Конфликт житейской логичности и неожиданно проявляющейся, «алогичной» Божьей воли подкреплен в поэме образом юродивого Пахома. В VII главке поэмы, после описания того, как отец вырыл для Прокла могилу, а мать купила для сына гроб, появляется этот необычный персонаж. Вырастает «старинный знакомец Пахом» в поэме, словно из-под земли; поэт подчеркивает экзотичность и самого появления героя, и его одежды, повадок:
Без шапки, с ногами босыми,
С большим заостренным колом,
Внезапно предстал перед ними
Старинный знакомец Пахом.
Прикрыты рубахою женской,
Звенели вериги на нем…
Перед нами классический юродивый. Зимою он ходит без одежды, без шапки. Возможно, Некрасов и имел опыт личной встречи с подобным деревенским юродивым. В поэме «Мороз, Красный нос» юродивый Пахом выполняет важную художественную функцию. Именно ему дано озвучить Божью волю, подсказать, в чем же заключается собственно авторский взгляд на поднятую в поэме проблему справедливости:
Постукал дурак деревенской
В морозную землю колом,
Потом помычал сердобольно,
Вздохнул и сказал: «Не беда!
На вас он работал довольно!
И ваша пришла череда!
Мать сыну-то гроб покупала,
Отец ему яму копал,
Жена ему саван сшивала.
Всем разом работу вам дал!..»
Именно Пахом сказал, что все случившееся с Проклом — «не беда», ибо входит в Божий Промысл о человеческой душе — ему же во благо. При этом Пахом выражает участие как человек: он мычит «сердобольно». Несомненно, Пахом озвучивает авторскую концепцию случившегося, обозначает внутреннюю тему поэмы Некрасова. Поэма «Мороз, Красный нос» представила глубоко интимный духовный мир Некрасова, рассуждающего о смерти перед собственной, как ему кажется, могилой. В поэме очень много иррационального, интуитивного. Некрасов предстает в ней как человек глубочайшей внутренней веры, взращенной в среде народного Православия.

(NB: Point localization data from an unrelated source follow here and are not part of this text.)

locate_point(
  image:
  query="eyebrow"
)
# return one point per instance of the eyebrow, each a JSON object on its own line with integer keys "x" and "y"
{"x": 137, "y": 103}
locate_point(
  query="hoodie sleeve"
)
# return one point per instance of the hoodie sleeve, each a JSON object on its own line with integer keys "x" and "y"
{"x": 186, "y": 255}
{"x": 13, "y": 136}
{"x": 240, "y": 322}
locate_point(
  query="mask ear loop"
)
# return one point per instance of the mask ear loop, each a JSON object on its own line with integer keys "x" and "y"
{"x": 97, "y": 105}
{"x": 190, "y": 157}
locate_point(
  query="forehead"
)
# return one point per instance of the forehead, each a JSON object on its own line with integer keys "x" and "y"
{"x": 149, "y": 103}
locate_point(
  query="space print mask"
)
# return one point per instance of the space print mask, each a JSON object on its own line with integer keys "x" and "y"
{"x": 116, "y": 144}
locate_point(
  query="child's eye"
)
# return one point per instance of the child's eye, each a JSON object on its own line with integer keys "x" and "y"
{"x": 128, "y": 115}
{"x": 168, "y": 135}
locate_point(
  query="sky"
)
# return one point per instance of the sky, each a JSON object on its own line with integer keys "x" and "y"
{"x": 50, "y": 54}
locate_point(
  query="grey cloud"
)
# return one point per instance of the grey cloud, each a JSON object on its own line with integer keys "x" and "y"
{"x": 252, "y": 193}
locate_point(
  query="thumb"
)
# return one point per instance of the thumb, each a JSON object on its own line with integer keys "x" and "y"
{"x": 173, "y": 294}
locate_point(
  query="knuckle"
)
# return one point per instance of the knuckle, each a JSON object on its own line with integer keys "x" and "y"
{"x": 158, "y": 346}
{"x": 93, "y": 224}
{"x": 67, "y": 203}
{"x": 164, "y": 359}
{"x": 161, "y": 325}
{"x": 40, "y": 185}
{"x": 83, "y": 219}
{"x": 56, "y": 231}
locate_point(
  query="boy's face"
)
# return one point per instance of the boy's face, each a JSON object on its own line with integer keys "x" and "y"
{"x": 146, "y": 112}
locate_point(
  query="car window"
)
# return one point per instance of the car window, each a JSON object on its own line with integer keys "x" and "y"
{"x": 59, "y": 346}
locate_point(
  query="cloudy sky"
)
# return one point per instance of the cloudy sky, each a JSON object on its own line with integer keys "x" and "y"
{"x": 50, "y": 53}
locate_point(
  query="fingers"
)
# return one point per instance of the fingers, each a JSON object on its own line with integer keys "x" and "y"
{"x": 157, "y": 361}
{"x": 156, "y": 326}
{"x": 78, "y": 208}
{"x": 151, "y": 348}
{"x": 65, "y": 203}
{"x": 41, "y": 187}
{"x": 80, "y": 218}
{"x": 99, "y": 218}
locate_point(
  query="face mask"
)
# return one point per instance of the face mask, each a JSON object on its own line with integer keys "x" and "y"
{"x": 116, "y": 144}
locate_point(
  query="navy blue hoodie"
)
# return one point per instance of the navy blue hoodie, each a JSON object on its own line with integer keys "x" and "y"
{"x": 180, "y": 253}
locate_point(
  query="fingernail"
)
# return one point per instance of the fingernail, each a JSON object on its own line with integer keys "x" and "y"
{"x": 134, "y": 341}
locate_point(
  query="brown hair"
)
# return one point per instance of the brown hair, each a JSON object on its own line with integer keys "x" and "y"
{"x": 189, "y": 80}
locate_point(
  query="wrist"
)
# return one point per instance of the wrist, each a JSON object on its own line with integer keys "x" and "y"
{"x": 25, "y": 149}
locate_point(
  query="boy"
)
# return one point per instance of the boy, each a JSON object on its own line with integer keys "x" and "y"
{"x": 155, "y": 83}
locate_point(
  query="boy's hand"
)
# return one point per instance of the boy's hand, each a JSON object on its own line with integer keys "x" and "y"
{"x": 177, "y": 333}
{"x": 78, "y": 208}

Любопытно дальнейшее описание юродивого Пахома, исполненное высочайшей художественности:
Опять помычал — и без цели
В пространство дурак побежал.
Вериги уныло звенели,
И голые икры блестели,
И посох по снегу черкал.
Концовка эпизода с юродивым — это классическое изображение воплощенного юродства. В пяти строках перечислена вся основная «атрибутика» юродства: «мычание», внешняя «бесцельность» передвижения, вериги, телесная нагота. Но образ, созданный Некрасовым, очень глубок. Несмотря на бесцельность, внешнюю хаотичность передвижения юродивого «в пространстве», он оказался в нужное время в нужном месте — и возвестил людям Божью волю. Бесцельность передвижения поддержана его «мычанием» (бесцельным звукоизвержением): свой разговор с родителями Прокла он начал мычанием и закончил им же. Но между этими мычаниями — внятная, судьбоносная речь. В приводимых строках — истинная поэзия юродства, этого своеобразного духовного искусства, серьезно, без насмешки воспринимаемого Некрасовым. Поэма «Мороз, Красный нос» во всей полноте отразила неподдельную искренность, смиренность, глубину личной веры Некрасова, глубинное народное Православие, которое автор поэмы впитал с молоком матери.
В творчестве Некрасова есть нечто двойственное. Он стремится к евангельским истинам, но в силу ряда причин все-таки подменяет Евангелие кодексом революционера. Тем не менее, он остается одним из самых великих русских поэтов. Когда Ф.М. Достоевский узнал о смерти Некрасова, он целую ночь перечитывал его стихи: «В эту ночь я перечел чуть не две трети всего, что написал Некрасов, и буквально в первый раз дал себе отчет: как много Некрасов, как поэт, во все эти тридцать лет занимал места в моей жизни!» В литературе их связывала невидимая нить: оба страстно сочувствовали чужому страданию, оба были певцами «униженных и оскорбленных». В своей надгробной речи Достоевский сказал о том, что Некрасова как поэта можно поставить сразу же вслед за А. С. Пушкиным и М. Ю. Лермонтовым. Это была чрезвычайно высокая оценка. Но из многотысячной толпы раздались неожиданные выкрики: «Выше! Выше!».